February 21, 2024 | Rome, Italy

I Refuse

By |2018-03-21T19:04:24+01:00February 6th, 2015|Recent Reviews|

By Per Petterson, translated from the Norwegian by Don Bartlett

Harvill Secker, 2014. 282 pages.


iddle-aged Tommy sees adolescent-era friend Jim fishing from a bridge near Oslo. It’s been almost half-a-century since the two were bosom buddies in the town of Mørk. Tommy, son of a deeply abusive father, is now a successful if unfulfilled stocks trader earning “a meaningless large sum of money.” Jim is a semi-destitute recluse, once a librarian (like Petterson), who’s spent most of his life “at half-mast,” fighting low self-esteem and ideations of suicide.

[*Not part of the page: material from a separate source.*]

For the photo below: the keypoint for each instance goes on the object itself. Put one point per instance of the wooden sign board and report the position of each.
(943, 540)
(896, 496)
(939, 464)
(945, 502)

Petterson’s sincere but often tedious novel is born from this chance encounter and almost immediately transforms itself into sequential flashbacks intended to revive the details of the long-lost friendship between complicated men. Stubborn, headstrong, troubled — as estranged from themselves as each other — Tommy and Jim have spent a lifetime trying to mine purpose from life, with limited success. Ties that bind are elusive while shattering a constant. Their near-mystical reunion gives Petterson means to revive the parochial landscape of rural Norway of the late 1960s and early 1970s and to family history.

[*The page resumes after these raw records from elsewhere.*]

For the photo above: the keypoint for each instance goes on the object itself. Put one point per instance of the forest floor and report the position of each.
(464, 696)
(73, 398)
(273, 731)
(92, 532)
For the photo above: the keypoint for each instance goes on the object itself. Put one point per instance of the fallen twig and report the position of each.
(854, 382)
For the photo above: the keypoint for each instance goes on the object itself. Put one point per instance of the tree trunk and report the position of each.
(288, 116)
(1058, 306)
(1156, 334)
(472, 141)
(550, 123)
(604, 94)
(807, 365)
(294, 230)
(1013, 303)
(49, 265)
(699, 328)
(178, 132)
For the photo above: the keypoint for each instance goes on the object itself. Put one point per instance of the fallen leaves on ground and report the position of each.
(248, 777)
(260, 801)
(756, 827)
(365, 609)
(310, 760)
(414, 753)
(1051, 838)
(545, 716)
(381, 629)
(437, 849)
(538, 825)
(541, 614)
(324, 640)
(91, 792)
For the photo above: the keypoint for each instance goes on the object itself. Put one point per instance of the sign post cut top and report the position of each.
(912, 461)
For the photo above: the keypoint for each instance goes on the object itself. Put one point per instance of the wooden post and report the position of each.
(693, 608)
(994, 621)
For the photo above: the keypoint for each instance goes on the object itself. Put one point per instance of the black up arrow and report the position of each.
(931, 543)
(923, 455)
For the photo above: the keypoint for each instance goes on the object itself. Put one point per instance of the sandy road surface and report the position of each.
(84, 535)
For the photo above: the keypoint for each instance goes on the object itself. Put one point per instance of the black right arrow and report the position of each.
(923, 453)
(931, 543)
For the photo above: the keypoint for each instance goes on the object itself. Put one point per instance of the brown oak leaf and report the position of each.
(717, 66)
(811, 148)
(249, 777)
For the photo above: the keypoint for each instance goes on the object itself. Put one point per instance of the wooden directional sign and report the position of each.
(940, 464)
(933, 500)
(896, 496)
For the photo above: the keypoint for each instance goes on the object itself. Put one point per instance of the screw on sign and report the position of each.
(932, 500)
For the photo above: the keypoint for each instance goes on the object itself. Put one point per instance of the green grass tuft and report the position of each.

The novel’s focus is on fortitude and the unwillingness to capitulate (“I refuse…”), mercurial Tommy (“… a stylish, dark mysterious boy”) to a garbage man father who beats his four children (their mother fled); Jim to a deeply Christian mother who would see him tow the line, until he falls into the clutches of paranoia, panic attacks, and a life of serial medication. While Tommy’s sister Siri, his custodian and his vanished mother all get a narrative turn, the two men are the sentimental lodestones in a Haruki Murakami-styled pop past that includes references to Bob Dylan, Led Zeppelin (“Good Times, Bad Times”) and The Beatles.

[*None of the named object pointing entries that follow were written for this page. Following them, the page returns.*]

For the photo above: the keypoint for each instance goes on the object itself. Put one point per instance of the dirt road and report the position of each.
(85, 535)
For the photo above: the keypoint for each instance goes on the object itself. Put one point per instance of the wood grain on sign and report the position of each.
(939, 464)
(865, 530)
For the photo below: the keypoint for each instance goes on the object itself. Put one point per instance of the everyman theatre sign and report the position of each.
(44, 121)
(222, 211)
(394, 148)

Petterson’s previous novels have used rural life and family vicissitudes to give meaning to memory, often with subtle grace and power (“Out Stealing Horses” foremost among them). There’s similar construction here but the mood is too often dirge-like, the incomplete “now” (2006) eclipsed by a richer, more fully fleshed out “then” (the 1960s and early 70s). Adults surrender substance and form to their more keenly covered teen incarnations. Petterson’s sighing leaks in, a kind of palpable autobiographical languor, not necessarily a good thing for a novel that is ultimately summed up by Tommy in three pithy sentences: “I used to me young. I wasn’t young any more. I wouldn’t be young again.”